Tuesday, September 2, 2008

Paul Krugman needs to get a grip.

Paul Krugman of the NYT has finally lost his marbles. He claims that the Republican political philosophy of privatization. He claims that the Republican political philosophy of privatization has led to FEMA’s weakening as a public safety organization:

…when the government is run by a political party committed to the belief that government is always the problem, never the solution, that belief tends to become a self-fulfilling prophecy. Key priorities are neglected; key functions are privatized; and key people, the competent public servants who make government work, either leave or are driven out.

Except Krugman fails to grasp that the Bush administration is hardly a small government proponent. With massive federal programs like No Child Left Behind and Medicare expansion it is puzzling that liberals like Krugman actually believe that this administration is anything but about big government. If there had been a Democrat in the Whitehouse these last eight years, these same programs would have been lauded as masterful strokes of good governance. FEMA is a perfect example of the problems of a large leviathan attempting to solve problems best left to more nimble organizations—and some of those are private entities. It seemed to me that the more that government (FEMA) tried to act after Katrina, the more it underutilized or prevented resources from being effectively applied.

The tragedy of Katrina wasn’t privatization. It was poor local, state, and federal governance during an emergency combined with decades of punting the obvious problems of weak levees to someone else when it was politically feasible. FEMA was probably never the great organization that many believed because it had never been really tested. Katrina exposed FEMA as the lame government entity that it had always been and, I suspect, still is.

5 comments:

Anonymous said...

I would call giving the top job at FEMA to a horse racing judge (who had been fired) small government--at least small thinking.

Our infrastructure in this nation is crumbling because our tax dollars are being spent on programs to give subsidies to oil companies and to feather the nests of a few.

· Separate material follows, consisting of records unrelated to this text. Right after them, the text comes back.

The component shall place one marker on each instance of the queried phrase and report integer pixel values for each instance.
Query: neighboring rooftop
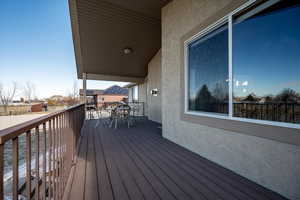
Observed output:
(116, 90)
(91, 92)
(113, 90)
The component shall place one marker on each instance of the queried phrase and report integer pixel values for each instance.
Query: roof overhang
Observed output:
(102, 29)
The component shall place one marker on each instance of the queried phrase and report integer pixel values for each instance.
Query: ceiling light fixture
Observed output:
(127, 50)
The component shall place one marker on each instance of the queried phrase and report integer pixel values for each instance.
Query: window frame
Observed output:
(226, 19)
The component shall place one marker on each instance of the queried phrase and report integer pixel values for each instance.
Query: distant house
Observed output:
(112, 94)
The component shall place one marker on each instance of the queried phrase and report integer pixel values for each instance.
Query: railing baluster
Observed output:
(28, 164)
(50, 160)
(44, 178)
(58, 156)
(15, 155)
(1, 171)
(54, 159)
(58, 161)
(37, 163)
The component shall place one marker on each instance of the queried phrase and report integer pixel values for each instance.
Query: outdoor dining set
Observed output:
(115, 114)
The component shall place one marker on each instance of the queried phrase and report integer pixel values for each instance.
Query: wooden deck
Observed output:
(137, 163)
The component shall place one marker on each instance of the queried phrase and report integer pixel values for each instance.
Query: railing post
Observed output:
(15, 168)
(44, 162)
(1, 171)
(37, 163)
(50, 160)
(84, 93)
(28, 164)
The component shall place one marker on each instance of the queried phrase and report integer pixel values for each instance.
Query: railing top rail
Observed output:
(14, 131)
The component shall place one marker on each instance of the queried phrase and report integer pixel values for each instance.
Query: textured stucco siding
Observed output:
(270, 163)
(143, 96)
(154, 82)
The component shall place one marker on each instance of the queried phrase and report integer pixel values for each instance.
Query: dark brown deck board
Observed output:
(137, 163)
(78, 183)
(217, 172)
(217, 183)
(91, 184)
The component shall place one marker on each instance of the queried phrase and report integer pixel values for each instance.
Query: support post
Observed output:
(84, 93)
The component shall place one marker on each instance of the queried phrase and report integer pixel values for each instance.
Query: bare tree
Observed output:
(73, 94)
(29, 91)
(7, 95)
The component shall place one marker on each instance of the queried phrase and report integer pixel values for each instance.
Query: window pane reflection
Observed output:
(266, 65)
(208, 72)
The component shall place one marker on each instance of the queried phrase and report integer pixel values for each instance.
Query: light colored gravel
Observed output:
(8, 121)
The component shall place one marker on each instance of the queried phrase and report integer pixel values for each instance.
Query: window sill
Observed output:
(278, 131)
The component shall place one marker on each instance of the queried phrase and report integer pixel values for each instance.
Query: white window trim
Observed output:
(226, 19)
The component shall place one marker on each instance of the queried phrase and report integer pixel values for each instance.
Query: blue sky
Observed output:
(36, 46)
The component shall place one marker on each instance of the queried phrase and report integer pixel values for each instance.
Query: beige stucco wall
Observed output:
(143, 96)
(272, 164)
(154, 82)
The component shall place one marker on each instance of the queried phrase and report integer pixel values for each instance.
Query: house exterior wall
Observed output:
(270, 163)
(143, 96)
(101, 99)
(154, 82)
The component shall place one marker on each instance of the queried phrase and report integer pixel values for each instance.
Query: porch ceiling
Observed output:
(103, 28)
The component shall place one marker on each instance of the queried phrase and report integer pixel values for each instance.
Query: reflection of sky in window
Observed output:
(208, 61)
(266, 53)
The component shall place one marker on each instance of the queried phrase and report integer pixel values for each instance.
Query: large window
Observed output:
(208, 72)
(135, 93)
(247, 66)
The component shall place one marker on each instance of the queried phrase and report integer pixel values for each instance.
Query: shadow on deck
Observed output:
(137, 163)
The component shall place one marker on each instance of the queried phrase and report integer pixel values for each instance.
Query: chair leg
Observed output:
(116, 123)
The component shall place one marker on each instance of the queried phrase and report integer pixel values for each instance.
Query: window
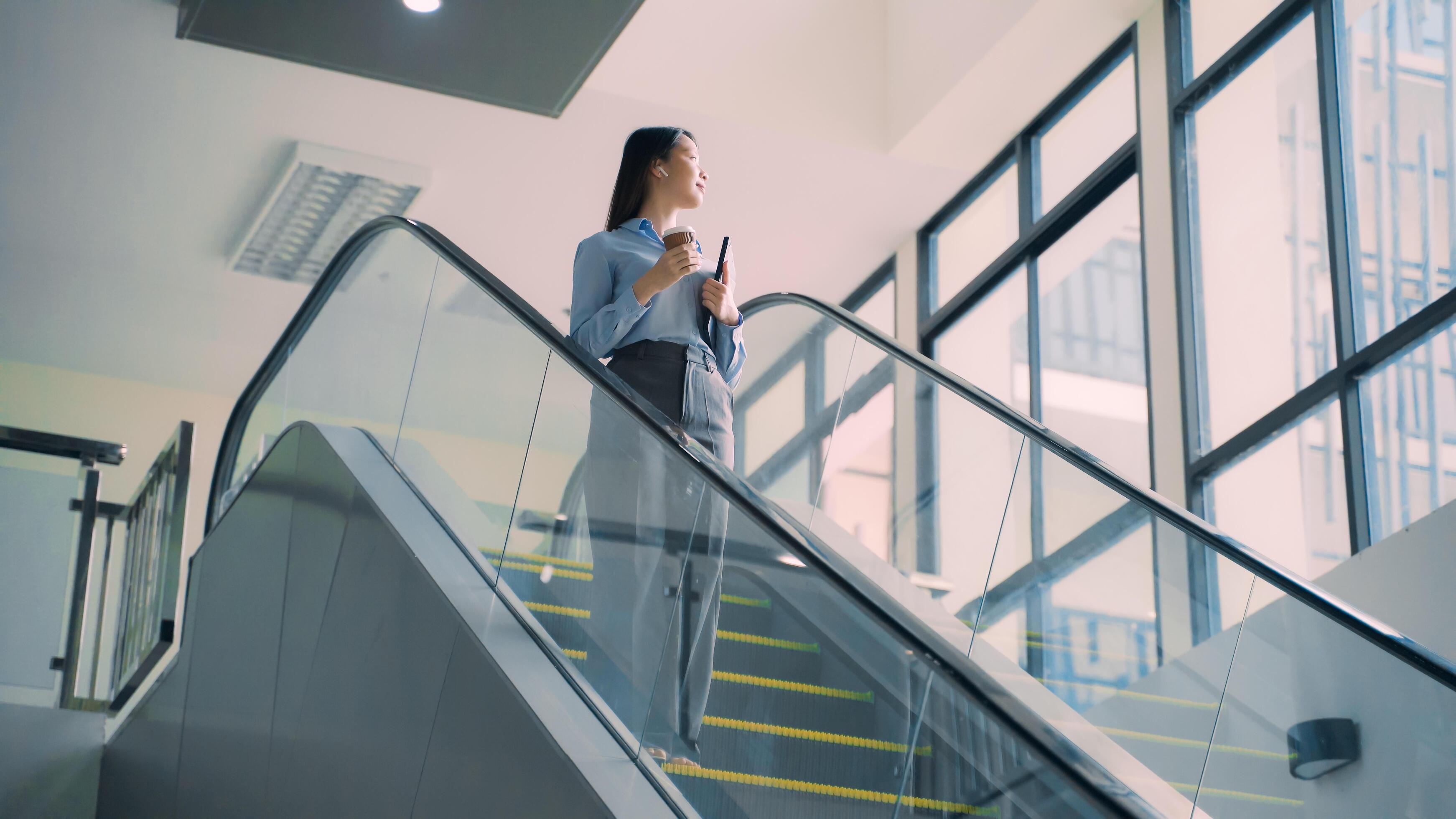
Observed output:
(1046, 315)
(1219, 24)
(796, 440)
(1082, 139)
(1258, 223)
(1318, 268)
(977, 235)
(1058, 332)
(1395, 82)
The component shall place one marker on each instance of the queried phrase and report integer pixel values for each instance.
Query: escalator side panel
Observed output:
(373, 696)
(223, 768)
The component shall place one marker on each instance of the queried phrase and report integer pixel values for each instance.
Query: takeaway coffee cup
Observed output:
(676, 236)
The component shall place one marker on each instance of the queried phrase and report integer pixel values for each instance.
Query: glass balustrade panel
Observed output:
(468, 421)
(353, 366)
(1320, 722)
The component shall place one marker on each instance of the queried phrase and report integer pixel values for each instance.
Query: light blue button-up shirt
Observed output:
(605, 312)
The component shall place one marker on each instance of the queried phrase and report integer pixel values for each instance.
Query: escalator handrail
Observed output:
(1382, 635)
(1085, 774)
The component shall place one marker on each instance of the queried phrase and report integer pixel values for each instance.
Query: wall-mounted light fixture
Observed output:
(1318, 747)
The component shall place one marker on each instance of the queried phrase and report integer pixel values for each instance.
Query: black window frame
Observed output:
(1028, 585)
(1341, 383)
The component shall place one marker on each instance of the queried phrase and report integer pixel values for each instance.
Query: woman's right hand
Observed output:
(673, 265)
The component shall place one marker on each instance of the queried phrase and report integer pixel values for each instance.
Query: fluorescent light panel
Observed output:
(322, 197)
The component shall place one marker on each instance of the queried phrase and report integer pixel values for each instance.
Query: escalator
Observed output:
(456, 422)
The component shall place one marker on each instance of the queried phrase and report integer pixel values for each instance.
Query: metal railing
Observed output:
(123, 639)
(152, 561)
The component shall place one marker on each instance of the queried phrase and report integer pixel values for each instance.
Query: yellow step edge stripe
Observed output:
(535, 558)
(1138, 696)
(1183, 743)
(771, 642)
(564, 610)
(571, 574)
(829, 791)
(798, 687)
(1238, 795)
(815, 735)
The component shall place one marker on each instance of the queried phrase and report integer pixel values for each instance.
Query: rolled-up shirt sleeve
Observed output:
(598, 320)
(728, 351)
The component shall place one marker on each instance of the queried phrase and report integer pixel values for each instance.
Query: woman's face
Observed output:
(686, 184)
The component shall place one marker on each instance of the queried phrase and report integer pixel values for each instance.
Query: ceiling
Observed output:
(132, 160)
(526, 56)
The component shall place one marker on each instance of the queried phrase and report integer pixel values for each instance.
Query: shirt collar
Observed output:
(641, 226)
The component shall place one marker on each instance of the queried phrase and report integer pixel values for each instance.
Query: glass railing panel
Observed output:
(900, 469)
(37, 547)
(596, 574)
(468, 421)
(1115, 638)
(1315, 715)
(264, 427)
(353, 366)
(775, 690)
(963, 766)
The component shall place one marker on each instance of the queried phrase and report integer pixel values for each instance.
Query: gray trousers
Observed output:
(657, 543)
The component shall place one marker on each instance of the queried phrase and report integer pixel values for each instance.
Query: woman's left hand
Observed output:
(718, 296)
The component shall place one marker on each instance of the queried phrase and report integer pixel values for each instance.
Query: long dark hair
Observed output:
(644, 148)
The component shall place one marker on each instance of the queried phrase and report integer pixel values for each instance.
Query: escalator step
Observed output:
(547, 571)
(813, 735)
(563, 610)
(533, 558)
(1235, 795)
(1128, 694)
(791, 686)
(768, 642)
(883, 798)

No Child Left Behind has done just that. I am from Texas and it did not work here and it is not working nationwide. Our kids are not learning what they need to learn to go to college. They are learning what they need to pass the test.

A person that truly is for small governmnet is Ron Paul. He is for the little person, but everyone thinks he is a kook.

God help us all.

VH said...

The issue isn’t just about the qualification of the person holding the “top job,” it’s the inefficient bureaucracy and the great expense of the program. We have a societal myth that all needs will be met if the right person is in power, as if this person will come riding on a white horse to save us from disaster and from ourselves. Ron Paul would have gutted FEMA if he ever had a chance to become President.

Thanks for the comment.

James said...

Thus giant government bureaucracies like the VA, Medicare, the Dept of Education and so on are the picture of efficiency since they have been around under save the world, big government Dems as well?

VH said...

Historian- The Dems are the epitome of big government waste. At least with Republicans, we have some chance of a limited government. I'm hoping McCain/Palin can bring us some of that.

Jeffrey Perren said...

I recommend The Big Easy Rebuilds, an excellent article from City Journal, one of the best magazines in America today.